Use fastmath intrinsics in `tanh_approx_fp32` when we don't have a native fast tanh instruction. We need to use the sigmoid formulation rather than dividing two exponents due to numeric stability.

Differential Revision: D83082730
---
 tritonbench/operators/gdpa/math.py | 22 ++++++++--------------
 1 file changed, 8 insertions(+), 14 deletions(-)
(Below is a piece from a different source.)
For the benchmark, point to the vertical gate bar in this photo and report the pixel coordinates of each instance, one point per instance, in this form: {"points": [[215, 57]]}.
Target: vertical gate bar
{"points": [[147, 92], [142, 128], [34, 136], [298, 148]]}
diff --git a/tritonbench/operators/gdpa/math.py b/tritonbench/operators/gdpa/math.py
index 7fedaf290..0151de7f0 100644
--- a/tritonbench/operators/gdpa/math.py
+++ b/tritonbench/operators/gdpa/math.py
@@ -28,6 +28,11 @@
         from triton.language.math import fast_dividef, fast_expf
 
 
+HAS_FAST_TANH_INSTRUCTION = (
+    torch.version.cuda is not None and torch.cuda.get_device_capability()[0] >= 9
+)  # H100
+
+
 # Don't change the order of the enum values, as they are used to index
 # Only add new activation functions at the end of the enum
 class Activation(str, Enum):
@@ -50,17 +55,6 @@ def activation_string_to_int(s: str):
     return activation_to_int.get(enum_val)
 
 
-def is_hip_or_a100():
-    try:
-        if triton.runtime.driver.active.get_current_target().backend == "hip":
-            return True
-        elif torch.cuda.get_device_capability()[0] < 9:  # A100
-            return True
-        return False
-    except Exception:
-        return False
-
-
 @triton.jit
 def tanh(x):
     # Tanh is just a scaled sigmoid
@@ -79,11 +73,11 @@ def gelu_grad(x):
     return cdf + x * pdf
 
 
-if is_hip_or_a100():
-    # For AMD or A100, use tanh as a fallback
+if not HAS_FAST_TANH_INSTRUCTION:
+
     @triton.jit
     def tanh_approx_fp32(x):
-        return tanh(x)
+        return 2 * fast_dividef(1.0, 1.0 + fast_expf(-2.0 * x)) - 1.0
 
 else: